A single house stood alone like an isolated island of Old China amid a flowing sea of rubble. The surrounding community of traditional style, single story brick houses had already been demolished, effectively erased from the slate of modern China. Now there was but one reminder that this historic neighbourhood ever existed at all, and that was the house I was standing in.

Red banners with bright yellow slogans saying “We are common people, we are not officials” and “A violation of the law” were draped over the tiled walls of the three story, rural-style villa. “Where is the justice?” was spray-painted in bright red on the outside of the century old courtyard’s grey brick wall.

This house, which sat just across the street from a new Wanda Plaza shopping mall in the small city of Taizhou, in China’s Jiangsu province, was on the chopping block of progress, and was set to be demolished – just as soon as the people living inside could be rooted out. 

As the final “nail house” refusing eviction, the Zhang family went about their days in the middle of a construction zone.

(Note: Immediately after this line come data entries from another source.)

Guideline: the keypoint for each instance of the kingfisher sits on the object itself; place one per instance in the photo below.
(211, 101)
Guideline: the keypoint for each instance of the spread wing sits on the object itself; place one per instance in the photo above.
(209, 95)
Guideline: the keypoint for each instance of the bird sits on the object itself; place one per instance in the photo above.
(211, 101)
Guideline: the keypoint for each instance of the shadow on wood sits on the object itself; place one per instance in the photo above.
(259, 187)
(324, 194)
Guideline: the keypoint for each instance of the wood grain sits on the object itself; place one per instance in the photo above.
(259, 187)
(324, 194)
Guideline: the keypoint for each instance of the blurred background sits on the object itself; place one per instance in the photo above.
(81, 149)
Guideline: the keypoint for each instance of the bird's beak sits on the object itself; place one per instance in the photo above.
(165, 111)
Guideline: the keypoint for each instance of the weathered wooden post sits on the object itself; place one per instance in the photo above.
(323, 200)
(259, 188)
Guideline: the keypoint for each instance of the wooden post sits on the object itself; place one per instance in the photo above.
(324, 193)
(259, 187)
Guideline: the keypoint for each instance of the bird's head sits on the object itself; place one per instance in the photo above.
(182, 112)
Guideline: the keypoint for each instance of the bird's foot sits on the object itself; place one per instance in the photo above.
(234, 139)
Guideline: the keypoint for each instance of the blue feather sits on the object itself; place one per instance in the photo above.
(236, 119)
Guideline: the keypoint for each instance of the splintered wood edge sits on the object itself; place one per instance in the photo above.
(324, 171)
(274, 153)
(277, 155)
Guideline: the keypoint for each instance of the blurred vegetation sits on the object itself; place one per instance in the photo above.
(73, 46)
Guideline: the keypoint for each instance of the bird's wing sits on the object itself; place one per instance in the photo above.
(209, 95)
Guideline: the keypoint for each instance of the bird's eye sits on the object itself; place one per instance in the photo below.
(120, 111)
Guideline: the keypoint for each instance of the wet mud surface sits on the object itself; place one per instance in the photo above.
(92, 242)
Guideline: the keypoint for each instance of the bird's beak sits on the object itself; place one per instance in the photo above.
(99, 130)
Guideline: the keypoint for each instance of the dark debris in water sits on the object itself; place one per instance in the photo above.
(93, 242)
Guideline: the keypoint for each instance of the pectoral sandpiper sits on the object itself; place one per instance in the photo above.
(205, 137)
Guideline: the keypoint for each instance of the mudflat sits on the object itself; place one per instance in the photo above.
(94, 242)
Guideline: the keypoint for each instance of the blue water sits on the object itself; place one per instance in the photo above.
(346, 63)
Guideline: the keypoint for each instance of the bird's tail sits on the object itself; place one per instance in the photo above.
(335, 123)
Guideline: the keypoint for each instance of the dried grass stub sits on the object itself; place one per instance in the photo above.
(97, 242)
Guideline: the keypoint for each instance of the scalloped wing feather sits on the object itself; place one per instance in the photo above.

Backhoes and bulldozers were already at work, moving fluidly around the house as if it were a three-storey tall boulder lying in a river of dirt.

 A house in Hongqiao resists demolition.
A house in Hongqiao resists demolition. © Wade Shepard

The family was holed up within, as though the ceramic tiled house was a fort of brick and stone. They claimed that they had not left in months, out of fear the demolition squad would move in and knock the place down in their absence. Security agents for the construction company were posted like sentries outside the home; Mrs. Zhang said that they were watching it day and night. 

“My family has lived here for generations. We don’t want the money, we don’t want our house destroyed, we just want to live here,” Mrs. Zhang declared.